Tuesday, May 4, 2010

1 Travel Tip Tuesday: Water Safety


Boston has just emerged from a three-day water emergency. On Saturday evening some sort of crucial pipe burst that forced the city to get its tap water from back up reserves described by officials as equivalent to "untreated pond water". Yuck. The entire greater Boston area was under a boil-water order--except for Cambridge. Those smarties at Harvard and MIT decided long ago to figure out their own fresh water source, so they were untouched by the chaos unfolding around them.
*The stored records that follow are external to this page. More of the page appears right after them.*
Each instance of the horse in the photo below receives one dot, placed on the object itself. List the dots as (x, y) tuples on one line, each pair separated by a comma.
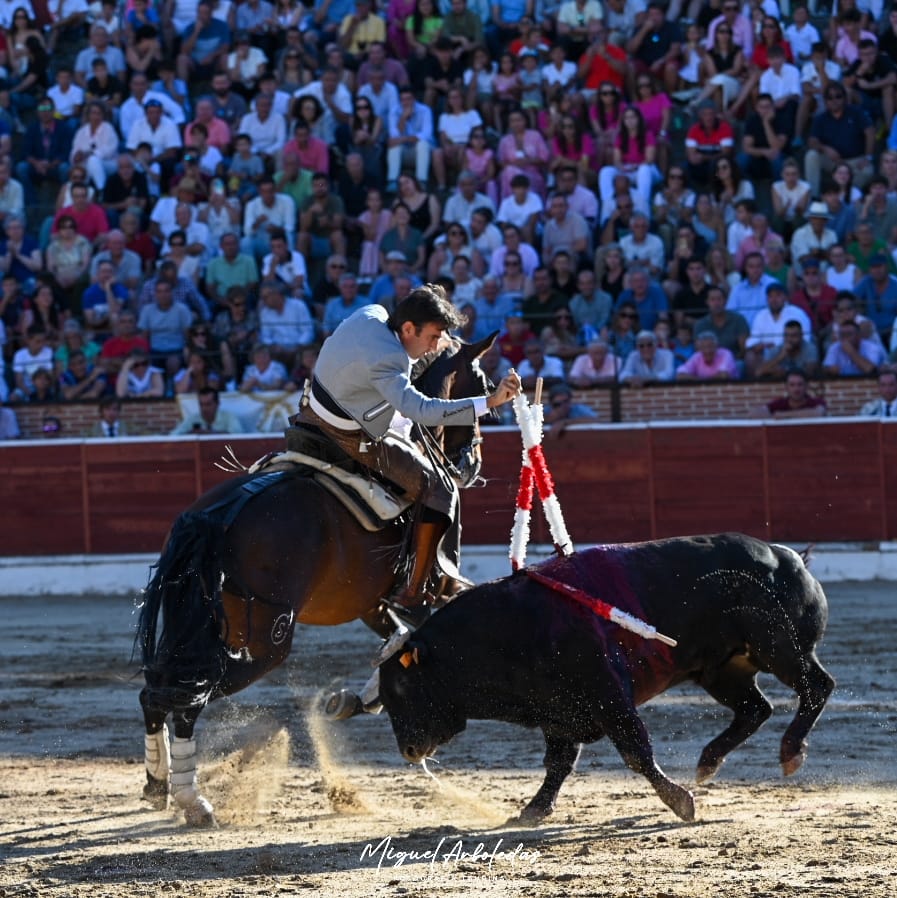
[(249, 559)]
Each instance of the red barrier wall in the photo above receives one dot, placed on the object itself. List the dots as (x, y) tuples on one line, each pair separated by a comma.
[(831, 480)]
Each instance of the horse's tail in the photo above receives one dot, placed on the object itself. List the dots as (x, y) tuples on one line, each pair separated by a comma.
[(184, 663)]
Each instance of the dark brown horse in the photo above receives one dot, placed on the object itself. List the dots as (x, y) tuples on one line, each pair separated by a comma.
[(247, 561)]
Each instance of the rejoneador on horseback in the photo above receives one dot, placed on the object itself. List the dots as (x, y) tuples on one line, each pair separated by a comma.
[(360, 393)]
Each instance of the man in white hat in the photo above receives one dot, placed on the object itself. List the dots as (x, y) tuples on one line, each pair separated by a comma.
[(814, 238)]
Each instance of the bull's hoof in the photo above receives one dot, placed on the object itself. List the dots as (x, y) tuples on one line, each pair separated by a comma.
[(155, 793), (342, 705), (680, 801), (706, 771)]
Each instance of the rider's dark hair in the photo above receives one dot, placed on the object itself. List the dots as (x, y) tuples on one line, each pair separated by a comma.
[(426, 305)]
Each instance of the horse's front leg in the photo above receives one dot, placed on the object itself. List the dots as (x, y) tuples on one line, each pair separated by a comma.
[(197, 809), (157, 755)]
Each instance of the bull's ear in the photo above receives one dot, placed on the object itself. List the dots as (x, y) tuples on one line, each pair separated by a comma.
[(414, 653), (480, 348)]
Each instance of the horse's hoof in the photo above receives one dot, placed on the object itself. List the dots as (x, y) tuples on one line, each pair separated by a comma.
[(155, 793), (680, 801), (530, 816), (792, 765), (200, 816), (342, 705), (707, 771)]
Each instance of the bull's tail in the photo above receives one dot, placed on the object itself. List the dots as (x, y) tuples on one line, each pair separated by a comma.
[(184, 662)]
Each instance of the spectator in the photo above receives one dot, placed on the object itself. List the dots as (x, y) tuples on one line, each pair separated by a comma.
[(231, 268), (163, 323), (264, 373), (877, 292), (321, 221), (768, 326), (9, 425), (596, 365), (138, 379), (841, 132), (536, 364), (648, 297), (45, 151), (285, 323), (852, 355), (561, 411), (82, 380), (109, 423), (647, 362), (268, 212), (709, 362), (797, 401), (340, 307), (814, 239), (885, 406), (815, 297), (794, 353)]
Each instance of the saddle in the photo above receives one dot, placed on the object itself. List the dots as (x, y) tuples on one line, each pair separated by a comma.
[(372, 503)]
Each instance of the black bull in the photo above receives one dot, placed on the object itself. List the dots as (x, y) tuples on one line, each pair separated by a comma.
[(517, 651)]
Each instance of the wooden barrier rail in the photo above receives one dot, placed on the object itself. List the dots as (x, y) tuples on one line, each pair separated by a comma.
[(792, 481)]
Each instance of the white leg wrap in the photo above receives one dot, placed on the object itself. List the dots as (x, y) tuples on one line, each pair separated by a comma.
[(370, 695), (157, 754), (183, 771)]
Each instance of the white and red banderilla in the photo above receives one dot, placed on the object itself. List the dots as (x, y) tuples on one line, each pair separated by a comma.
[(534, 474)]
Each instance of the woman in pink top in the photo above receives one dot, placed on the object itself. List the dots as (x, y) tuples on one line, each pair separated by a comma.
[(710, 362), (570, 144), (635, 152), (657, 110), (522, 151)]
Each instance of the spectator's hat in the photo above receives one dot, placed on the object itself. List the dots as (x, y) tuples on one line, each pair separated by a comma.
[(560, 390)]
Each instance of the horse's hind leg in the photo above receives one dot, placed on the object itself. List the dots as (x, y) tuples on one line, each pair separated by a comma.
[(157, 755), (813, 685), (734, 686), (197, 809)]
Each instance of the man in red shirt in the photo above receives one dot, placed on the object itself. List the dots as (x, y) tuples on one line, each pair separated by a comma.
[(815, 297), (601, 62), (90, 218), (706, 140), (117, 348)]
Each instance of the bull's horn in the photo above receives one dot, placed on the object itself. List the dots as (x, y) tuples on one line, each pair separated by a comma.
[(395, 642)]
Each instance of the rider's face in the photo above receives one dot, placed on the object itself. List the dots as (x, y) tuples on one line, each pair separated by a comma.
[(417, 343)]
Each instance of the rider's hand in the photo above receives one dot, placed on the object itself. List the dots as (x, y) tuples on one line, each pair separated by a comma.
[(506, 390)]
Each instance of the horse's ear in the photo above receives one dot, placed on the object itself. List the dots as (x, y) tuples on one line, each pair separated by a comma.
[(476, 350)]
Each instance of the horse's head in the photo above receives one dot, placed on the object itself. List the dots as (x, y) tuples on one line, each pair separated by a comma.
[(455, 373)]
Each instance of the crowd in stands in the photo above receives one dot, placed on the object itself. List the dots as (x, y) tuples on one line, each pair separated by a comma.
[(195, 193)]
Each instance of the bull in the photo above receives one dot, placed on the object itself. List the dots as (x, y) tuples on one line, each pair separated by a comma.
[(516, 650)]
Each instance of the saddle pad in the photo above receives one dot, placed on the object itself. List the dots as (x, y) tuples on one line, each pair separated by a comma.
[(384, 506)]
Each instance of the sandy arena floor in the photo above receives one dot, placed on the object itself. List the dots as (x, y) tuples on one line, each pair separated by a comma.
[(308, 806)]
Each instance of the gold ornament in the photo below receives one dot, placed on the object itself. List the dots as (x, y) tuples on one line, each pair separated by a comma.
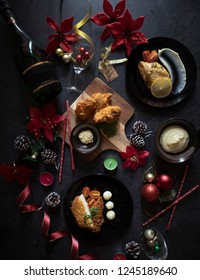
[(149, 177), (66, 57), (59, 52)]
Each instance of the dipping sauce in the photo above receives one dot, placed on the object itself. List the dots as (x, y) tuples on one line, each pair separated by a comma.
[(174, 139), (86, 136), (110, 163)]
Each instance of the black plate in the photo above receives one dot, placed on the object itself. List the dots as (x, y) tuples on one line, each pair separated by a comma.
[(135, 83), (189, 150), (123, 207)]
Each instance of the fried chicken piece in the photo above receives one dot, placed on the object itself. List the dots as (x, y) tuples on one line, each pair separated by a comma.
[(84, 216), (108, 114), (151, 71), (102, 99), (85, 108)]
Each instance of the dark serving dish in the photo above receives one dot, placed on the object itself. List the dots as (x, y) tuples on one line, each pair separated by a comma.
[(78, 145), (135, 83), (123, 207), (189, 150)]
And let me tell you...people have been FREAKING out! Sure it's been inconvenient but the stories on the evening news are incredible: people waiting hours in line to get rationed water bottles from the National Guard, price gouging for gallons of spring water on Newbury Street, mob scenes at grocery stores getting so unruly that police details are called in. Did no one realize the crucial part of the boil-water order was that you can...BOIL your own water?!
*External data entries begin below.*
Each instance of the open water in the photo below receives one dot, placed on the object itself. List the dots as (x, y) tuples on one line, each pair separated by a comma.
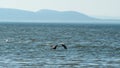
[(89, 45)]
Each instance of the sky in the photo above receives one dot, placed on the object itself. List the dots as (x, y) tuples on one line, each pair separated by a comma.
[(106, 9)]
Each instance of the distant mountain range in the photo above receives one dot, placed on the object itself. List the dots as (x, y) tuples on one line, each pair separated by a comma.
[(43, 16)]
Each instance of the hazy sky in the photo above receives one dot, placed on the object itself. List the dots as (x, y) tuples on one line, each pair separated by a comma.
[(95, 8)]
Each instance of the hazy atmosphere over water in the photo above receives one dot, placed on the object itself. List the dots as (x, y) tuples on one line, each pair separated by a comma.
[(108, 9), (31, 33)]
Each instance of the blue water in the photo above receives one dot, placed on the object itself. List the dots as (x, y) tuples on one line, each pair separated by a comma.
[(89, 45)]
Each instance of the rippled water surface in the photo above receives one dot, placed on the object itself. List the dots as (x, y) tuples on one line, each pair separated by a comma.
[(89, 46)]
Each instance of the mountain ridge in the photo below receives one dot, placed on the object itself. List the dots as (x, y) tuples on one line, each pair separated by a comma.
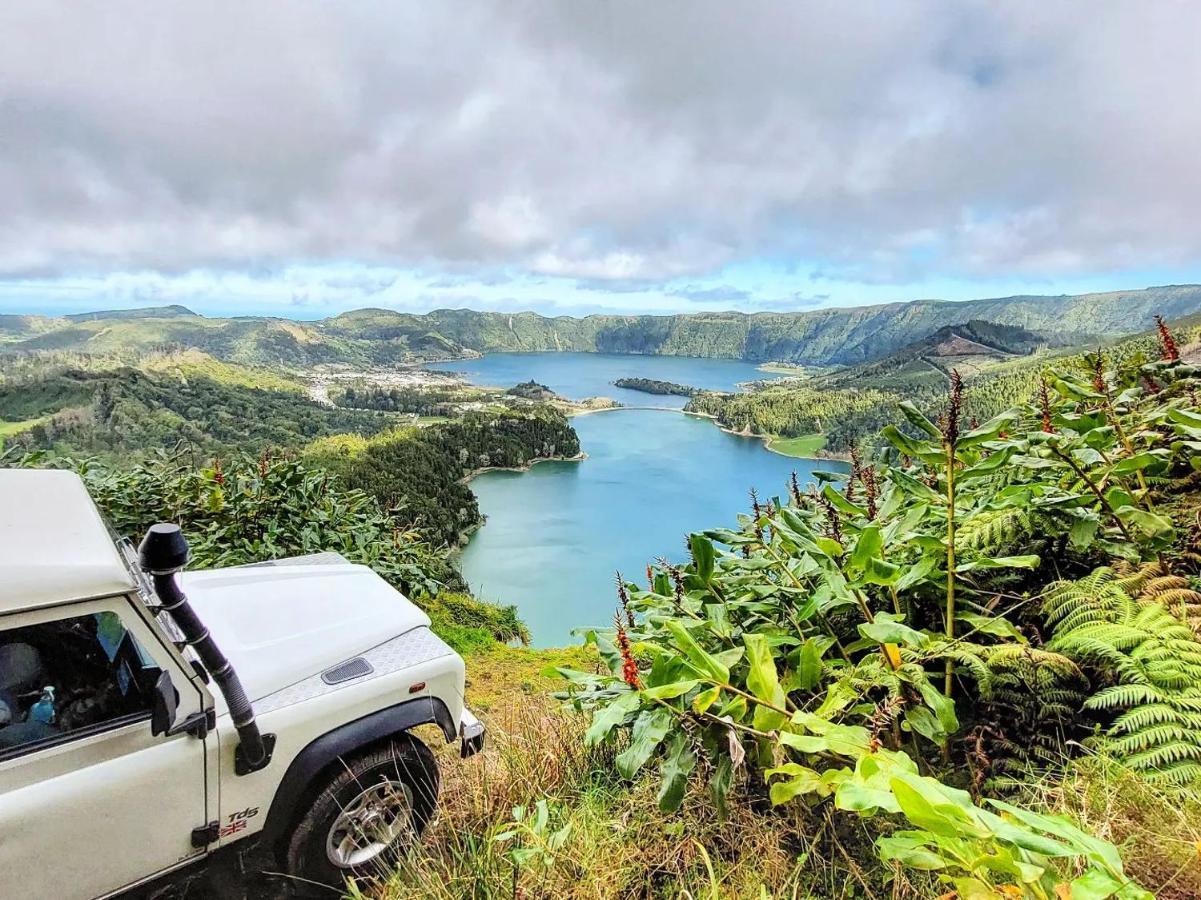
[(375, 337)]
Shortly after the crisis began, one of my friends posted to her Facebook wall: "How to deal with a multi-day ordinance to boil all water? Pretend I'm in India!" Great idea! Thus inspired this week's travel tips regarding traveling in countries with non-potable tap water:
  • If you have access to a kitchen, boil your water. Just put it in a pot or tea kettle and make sure it's fully boiling for at least one minute. Drink hot or cool in the fridge. Voila!
  • Buy bottled water--from reputable sources. We've heard reported stories of local vendors refilling used water bottles with tap water, so make sure there is a seal of some sort on the cap when you buy it. If we are unsure of the street vendors, we might stock up at a pharmacy instead. On a budget and eco-friendly but non-safety related note, we like to buy large water bottles to keep in our hotel room and use them to refill a small water bottle to carry around with us.
  • Travel with water purification tablets to disinfect your water on the go.
  • Eat off dry plates and cutlery. If you receive a freshly-washed, wet fork with your meal, dry it off thoroughly on a napkin before you put it in your mouth. 
  • Avoid ice. Sorry, dealing with a warm Coke is better than a stomach virus.
  • Substitute beer for water. Alcohol is a natural disinfectant, so it's bound to kill any accidental water-born germs in your body too, right? Not sure on the accuracy of the science behind that, but you can at least be confident that your beverage will be bacteria-free.
What do you do to stay healthy when traveling in countries with non-potable tap water?